Alteration in mucin gene expression and biological properties of HT29 colon cancer cell subpopulations.

Previous studies from our laboratory have shown that HT29 cells selected by adaptation to methotrexate (HT29-MTX) express mature mucins that differ in their immunoreactivity to antibodies against gastric mucin and in the level of one of two major gastric mucin MUC5AC (MUC5) mRNA compared with parental HT29 cells. In this study, we examined the expression of another major gastric mucin, MUC6 mRNA, as well as that of MUC2, -3 and -5 mRNAs in HT29-MTX cells. We also examined their relationship to mucin-related antigen expression and biological properties of the cells such as adhesion to matrigel and E-selectin and in vitro invasiveness, liver colonising activity and degree of differentiation of nude mouse xenograft. Slot blot and Northern analysis revealed markedly increased levels of MUC5 mRNA but no change in MUC6 mRNA level in HT29-MTX cells compared with parental HT29 cells which express barely detectable levels of MUC6 mRNA. A nuclear run-on study showed that MUC5 mRNA was up-regulated at the transcriptional level. The marked increase in MUC5 mRNA was associated with a significant increase in the expression of human gastric mucin and apomucin antigens in HT29-MTX cells. When the adhesive capacity of two cell lines was compared, HT29-MTX cells showed significantly lower adhesion to E-selectin consistent with their lower expression of sialyl Le(x) and sialyl Le(a) antigens compared with HT29 cells. HT29-MTX cells also showed lower adhesive capacity to matrigel than HT29 cells. Interestingly, HT29-MTX cells exhibited significantly decreased liver colonisation capacity in nude mice following splenic vein injection.

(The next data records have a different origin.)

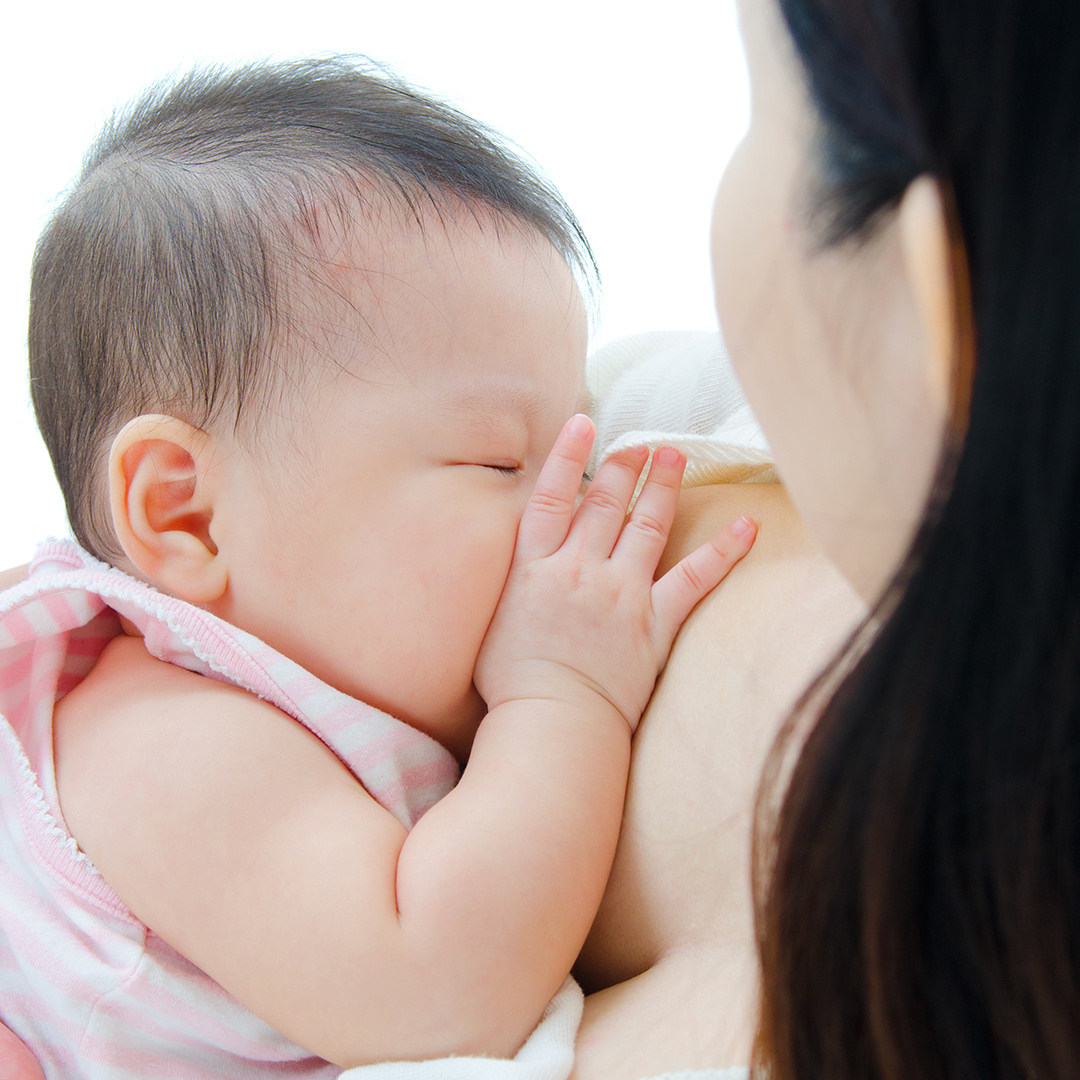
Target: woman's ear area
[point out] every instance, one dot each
(928, 261)
(163, 488)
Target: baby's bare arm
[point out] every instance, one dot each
(239, 837)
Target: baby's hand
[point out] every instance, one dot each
(581, 620)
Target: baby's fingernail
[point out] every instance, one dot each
(579, 427)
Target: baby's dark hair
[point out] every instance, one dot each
(158, 285)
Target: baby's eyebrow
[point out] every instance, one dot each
(513, 401)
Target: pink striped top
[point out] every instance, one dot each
(82, 982)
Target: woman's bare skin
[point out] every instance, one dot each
(671, 958)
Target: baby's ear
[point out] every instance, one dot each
(162, 490)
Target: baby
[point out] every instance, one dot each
(307, 349)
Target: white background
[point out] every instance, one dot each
(632, 108)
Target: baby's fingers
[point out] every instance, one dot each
(550, 510)
(645, 535)
(676, 593)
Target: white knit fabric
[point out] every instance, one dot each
(547, 1055)
(677, 389)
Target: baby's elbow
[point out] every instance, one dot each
(464, 1017)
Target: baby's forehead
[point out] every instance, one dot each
(424, 291)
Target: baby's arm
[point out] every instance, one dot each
(239, 837)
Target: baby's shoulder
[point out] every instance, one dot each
(144, 741)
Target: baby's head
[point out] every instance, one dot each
(300, 339)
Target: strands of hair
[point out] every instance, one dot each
(919, 901)
(161, 284)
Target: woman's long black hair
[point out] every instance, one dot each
(919, 891)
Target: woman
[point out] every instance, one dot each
(907, 190)
(896, 254)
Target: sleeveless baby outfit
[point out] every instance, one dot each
(82, 982)
(93, 991)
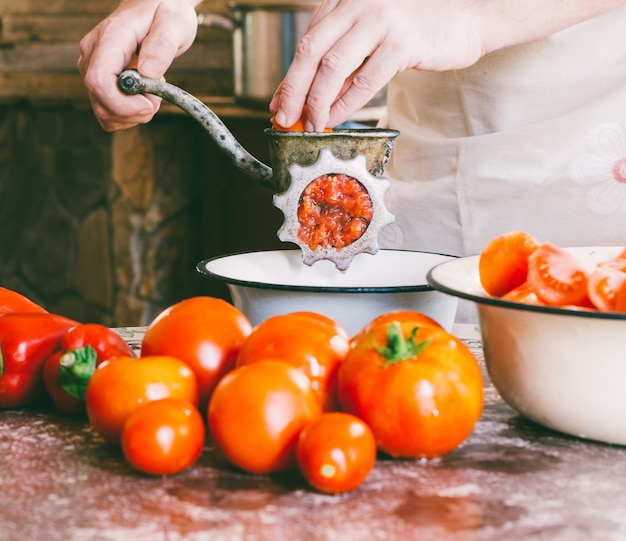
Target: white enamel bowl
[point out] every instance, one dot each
(263, 284)
(564, 369)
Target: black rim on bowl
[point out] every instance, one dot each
(201, 267)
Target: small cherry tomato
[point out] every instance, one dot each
(121, 385)
(163, 437)
(316, 345)
(557, 277)
(256, 413)
(503, 263)
(418, 388)
(336, 452)
(205, 332)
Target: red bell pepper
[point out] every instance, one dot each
(14, 302)
(26, 341)
(67, 371)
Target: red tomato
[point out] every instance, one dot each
(336, 452)
(503, 263)
(205, 332)
(418, 388)
(256, 413)
(397, 315)
(309, 342)
(557, 277)
(163, 437)
(298, 126)
(605, 283)
(120, 386)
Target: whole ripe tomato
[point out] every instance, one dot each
(418, 388)
(336, 452)
(503, 263)
(256, 413)
(310, 342)
(121, 385)
(163, 437)
(396, 315)
(205, 332)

Furthermore, nude mouse xenograft tumours produced by HT29-MTX cells exhibited a significantly greater degree of differentiation, consisting of mucin-secreting glands than those produced by HT29 cells. In conclusion, these results indicate a shift of predominantly colonic-type mucins to the gastric type, specifically the surface epithelial cell type (MUC5) but not the mucous neck cell or antral gland type (MUC6) in HT29-MTX cells and strongly suggest that altered regulation of mucin genes and the degree of differentiation in cancer cells may be responsible for the altered biological behaviour of these cells.